The test was last run on commit `59314d99` with gcc version
`arm-none-eabi-gcc (Fedora 10.2.0-4.fc34) 10.2.0`.

| sam3x8e              | ticks |
| -------------------- | ----- |
| 1 stepper            | 66    |
| 3 stepper            | 257   |

### Duet Maestro step rate benchmark

The following configuration sequence is used on the Duet Maestro:
```
allocate_oids count=3
config_stepper oid=0 step_pin=PC26 dir_pin=PC18 invert_step=-1 step_pulse_ticks=0
config_stepper oid=1 step_pin=PC26 dir_pin=PA8 invert_step=-1 step_pulse_ticks=0
config_stepper oid=2 step_pin=PC26 dir_pin=PB4 invert_step=-1 step_pulse_ticks=0
finalize_config crc=0
```

The test was last run on commit `59314d99` with gcc version
`arm-none-eabi-gcc (Fedora 10.2.0-4.fc34) 10.2.0`.

| sam4s8c              | ticks |
| -------------------- | ----- |
| 1 stepper            | 71    |
| 3 stepper            | 260   |

### Duet Wifi step rate benchmark

The following configuration sequence is used on the Duet Wifi:
```
allocate_oids count=3
config_stepper oid=0 step_pin=PD6 dir_pin=PD11 invert_step=-1 step_pulse_ticks=0
config_stepper oid=1 step_pin=PD7 dir_pin=PD12 invert_step=-1 step_pulse_ticks=0
config_stepper oid=2 step_pin=PD8 dir_pin=PD13 invert_step=-1 step_pulse_ticks=0
finalize_config crc=0
```

The test was last run on commit `59314d99` with gcc version
`gcc version 10.3.1 20210621 (release) (GNU Arm Embedded Toolchain 10.3-2021.07)`.
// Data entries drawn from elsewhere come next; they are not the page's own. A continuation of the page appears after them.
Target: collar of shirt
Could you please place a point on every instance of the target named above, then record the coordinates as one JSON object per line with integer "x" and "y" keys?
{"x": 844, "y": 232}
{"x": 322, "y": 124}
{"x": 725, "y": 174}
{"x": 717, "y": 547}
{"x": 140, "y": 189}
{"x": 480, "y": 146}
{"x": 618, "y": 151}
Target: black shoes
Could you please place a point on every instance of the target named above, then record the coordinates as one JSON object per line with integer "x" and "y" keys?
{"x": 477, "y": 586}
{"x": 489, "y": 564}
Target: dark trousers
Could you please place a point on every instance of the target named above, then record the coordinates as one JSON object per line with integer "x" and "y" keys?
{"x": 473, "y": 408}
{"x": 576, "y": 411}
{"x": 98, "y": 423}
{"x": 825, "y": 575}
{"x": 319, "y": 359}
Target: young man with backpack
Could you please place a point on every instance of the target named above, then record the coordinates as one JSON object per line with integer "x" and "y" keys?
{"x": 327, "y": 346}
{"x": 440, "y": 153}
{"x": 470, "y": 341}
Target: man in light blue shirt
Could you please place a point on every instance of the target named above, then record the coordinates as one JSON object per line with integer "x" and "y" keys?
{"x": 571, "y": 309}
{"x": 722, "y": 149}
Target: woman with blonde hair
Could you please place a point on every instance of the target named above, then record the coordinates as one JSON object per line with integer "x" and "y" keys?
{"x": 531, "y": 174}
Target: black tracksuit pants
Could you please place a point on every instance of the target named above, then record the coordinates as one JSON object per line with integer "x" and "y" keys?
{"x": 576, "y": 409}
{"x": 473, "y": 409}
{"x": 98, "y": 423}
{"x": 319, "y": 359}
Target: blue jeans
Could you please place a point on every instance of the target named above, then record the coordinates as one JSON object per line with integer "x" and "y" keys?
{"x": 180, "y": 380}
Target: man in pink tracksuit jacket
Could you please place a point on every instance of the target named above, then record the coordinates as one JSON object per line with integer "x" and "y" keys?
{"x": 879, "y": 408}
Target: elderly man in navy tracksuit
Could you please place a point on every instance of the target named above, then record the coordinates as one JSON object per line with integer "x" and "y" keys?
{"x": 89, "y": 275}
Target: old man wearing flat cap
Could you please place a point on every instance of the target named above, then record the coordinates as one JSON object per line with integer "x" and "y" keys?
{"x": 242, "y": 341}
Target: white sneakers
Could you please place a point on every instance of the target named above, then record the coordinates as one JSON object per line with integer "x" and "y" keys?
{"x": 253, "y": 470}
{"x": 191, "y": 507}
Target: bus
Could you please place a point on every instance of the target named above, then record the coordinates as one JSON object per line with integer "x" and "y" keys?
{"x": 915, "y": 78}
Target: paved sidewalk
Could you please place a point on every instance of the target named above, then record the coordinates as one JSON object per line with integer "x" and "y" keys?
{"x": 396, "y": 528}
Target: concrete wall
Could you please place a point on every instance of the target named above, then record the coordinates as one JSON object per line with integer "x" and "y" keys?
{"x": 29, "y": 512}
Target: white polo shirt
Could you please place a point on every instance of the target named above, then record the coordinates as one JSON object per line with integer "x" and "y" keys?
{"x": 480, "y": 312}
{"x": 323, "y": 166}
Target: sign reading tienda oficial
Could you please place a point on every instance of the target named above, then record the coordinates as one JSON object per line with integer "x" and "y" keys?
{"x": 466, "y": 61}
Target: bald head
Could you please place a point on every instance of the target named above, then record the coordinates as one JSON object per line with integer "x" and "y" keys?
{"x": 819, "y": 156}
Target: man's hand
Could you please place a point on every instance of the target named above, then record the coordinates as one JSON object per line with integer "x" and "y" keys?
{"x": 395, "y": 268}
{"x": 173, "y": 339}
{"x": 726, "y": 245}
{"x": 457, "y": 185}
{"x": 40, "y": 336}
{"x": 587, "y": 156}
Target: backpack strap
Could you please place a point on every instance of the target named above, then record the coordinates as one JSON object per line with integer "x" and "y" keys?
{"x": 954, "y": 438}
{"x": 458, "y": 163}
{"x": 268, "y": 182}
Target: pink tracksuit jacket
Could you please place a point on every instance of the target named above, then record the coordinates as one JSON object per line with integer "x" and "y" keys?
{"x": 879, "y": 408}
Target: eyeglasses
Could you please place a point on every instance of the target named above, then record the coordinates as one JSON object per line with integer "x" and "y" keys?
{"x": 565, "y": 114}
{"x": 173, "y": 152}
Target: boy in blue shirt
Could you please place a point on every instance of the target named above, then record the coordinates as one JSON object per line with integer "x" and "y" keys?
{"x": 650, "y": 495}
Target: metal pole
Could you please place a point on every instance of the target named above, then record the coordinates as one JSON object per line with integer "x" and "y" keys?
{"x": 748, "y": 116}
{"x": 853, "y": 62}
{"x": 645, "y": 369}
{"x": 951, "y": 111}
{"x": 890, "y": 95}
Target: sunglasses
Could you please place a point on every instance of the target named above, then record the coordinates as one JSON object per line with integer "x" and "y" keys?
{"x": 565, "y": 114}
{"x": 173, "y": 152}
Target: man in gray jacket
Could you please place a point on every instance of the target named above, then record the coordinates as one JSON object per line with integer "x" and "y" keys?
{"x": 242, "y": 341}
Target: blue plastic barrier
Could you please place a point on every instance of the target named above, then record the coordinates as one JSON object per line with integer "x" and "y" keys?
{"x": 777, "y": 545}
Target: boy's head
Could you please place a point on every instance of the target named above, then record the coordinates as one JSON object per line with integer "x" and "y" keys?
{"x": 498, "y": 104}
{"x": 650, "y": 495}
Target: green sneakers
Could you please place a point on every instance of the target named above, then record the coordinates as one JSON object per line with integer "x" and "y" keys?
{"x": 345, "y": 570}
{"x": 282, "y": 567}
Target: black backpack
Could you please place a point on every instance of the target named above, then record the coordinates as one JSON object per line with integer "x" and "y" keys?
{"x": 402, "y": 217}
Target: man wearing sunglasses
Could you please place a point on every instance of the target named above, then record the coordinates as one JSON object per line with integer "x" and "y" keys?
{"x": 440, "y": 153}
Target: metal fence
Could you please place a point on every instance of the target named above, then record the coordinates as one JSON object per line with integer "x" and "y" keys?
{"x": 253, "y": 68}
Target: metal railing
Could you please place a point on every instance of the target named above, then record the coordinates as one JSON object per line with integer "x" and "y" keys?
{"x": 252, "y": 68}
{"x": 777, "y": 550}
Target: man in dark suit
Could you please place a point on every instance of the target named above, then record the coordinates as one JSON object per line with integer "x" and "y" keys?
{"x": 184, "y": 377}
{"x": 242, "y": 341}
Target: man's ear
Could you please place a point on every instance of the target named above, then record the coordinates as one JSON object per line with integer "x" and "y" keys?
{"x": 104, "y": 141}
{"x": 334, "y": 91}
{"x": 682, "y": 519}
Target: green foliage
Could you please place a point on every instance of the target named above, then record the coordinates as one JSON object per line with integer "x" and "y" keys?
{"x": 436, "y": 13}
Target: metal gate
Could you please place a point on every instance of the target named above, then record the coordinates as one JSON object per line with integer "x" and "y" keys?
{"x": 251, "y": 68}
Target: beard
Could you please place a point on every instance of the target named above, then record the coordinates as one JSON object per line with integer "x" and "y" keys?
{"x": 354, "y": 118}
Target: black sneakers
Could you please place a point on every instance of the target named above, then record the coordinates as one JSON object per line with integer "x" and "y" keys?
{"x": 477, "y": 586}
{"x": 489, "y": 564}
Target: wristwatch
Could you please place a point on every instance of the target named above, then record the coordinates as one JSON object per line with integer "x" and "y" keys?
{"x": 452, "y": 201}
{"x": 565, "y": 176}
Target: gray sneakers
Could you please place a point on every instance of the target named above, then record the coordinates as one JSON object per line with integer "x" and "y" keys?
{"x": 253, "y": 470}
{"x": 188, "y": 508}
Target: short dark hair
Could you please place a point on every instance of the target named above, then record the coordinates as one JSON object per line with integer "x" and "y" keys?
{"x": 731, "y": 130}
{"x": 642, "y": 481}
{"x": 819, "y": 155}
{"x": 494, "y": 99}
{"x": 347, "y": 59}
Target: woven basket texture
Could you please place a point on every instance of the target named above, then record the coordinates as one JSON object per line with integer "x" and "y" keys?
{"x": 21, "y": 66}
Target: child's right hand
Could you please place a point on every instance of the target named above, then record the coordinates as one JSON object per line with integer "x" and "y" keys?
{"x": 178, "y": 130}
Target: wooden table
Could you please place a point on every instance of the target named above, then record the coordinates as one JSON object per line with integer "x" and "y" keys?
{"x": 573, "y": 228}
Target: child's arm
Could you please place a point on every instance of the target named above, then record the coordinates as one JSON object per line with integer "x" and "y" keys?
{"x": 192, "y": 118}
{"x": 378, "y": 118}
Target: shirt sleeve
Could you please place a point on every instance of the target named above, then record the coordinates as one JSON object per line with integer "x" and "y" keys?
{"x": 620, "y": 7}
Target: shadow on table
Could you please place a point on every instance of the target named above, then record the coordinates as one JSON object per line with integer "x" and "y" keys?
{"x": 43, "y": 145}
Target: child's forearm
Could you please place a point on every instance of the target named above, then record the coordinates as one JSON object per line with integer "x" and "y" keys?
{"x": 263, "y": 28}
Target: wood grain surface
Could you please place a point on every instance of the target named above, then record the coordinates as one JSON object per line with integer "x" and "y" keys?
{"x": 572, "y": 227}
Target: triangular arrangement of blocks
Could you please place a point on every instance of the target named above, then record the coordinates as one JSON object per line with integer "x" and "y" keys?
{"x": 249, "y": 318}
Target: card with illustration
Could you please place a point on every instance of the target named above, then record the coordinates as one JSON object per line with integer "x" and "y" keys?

| sam4e8e          | ticks |
| ---------------- | ----- |
| 1 stepper        | 48    |
| 3 stepper        | 215   |

### Beaglebone PRU step rate benchmark

The following configuration sequence is used on the PRU:
```
allocate_oids count=3
config_stepper oid=0 step_pin=gpio0_23 dir_pin=gpio1_12 invert_step=0 step_pulse_ticks=20
config_stepper oid=1 step_pin=gpio1_15 dir_pin=gpio0_26 invert_step=0 step_pulse_ticks=20
config_stepper oid=2 step_pin=gpio0_22 dir_pin=gpio2_1 invert_step=0 step_pulse_ticks=20
finalize_config crc=0
```

The test was last run on commit `59314d99` with gcc version `pru-gcc
(GCC) 8.0.0 20170530 (experimental)`.

| pru              | ticks |
| ---------------- | ----- |
| 1 stepper        | 231   |
| 3 stepper        | 847   |

### STM32F042 step rate benchmark

The following configuration sequence is used on the STM32F042:
```
allocate_oids count=3
config_stepper oid=0 step_pin=PA1 dir_pin=PA2 invert_step=-1 step_pulse_ticks=0
config_stepper oid=1 step_pin=PA3 dir_pin=PA2 invert_step=-1 step_pulse_ticks=0
config_stepper oid=2 step_pin=PB8 dir_pin=PA2 invert_step=-1 step_pulse_ticks=0
finalize_config crc=0
```

The test was last run on commit `59314d99` with gcc version
`arm-none-eabi-gcc (Fedora 10.2.0-4.fc34) 10.2.0`.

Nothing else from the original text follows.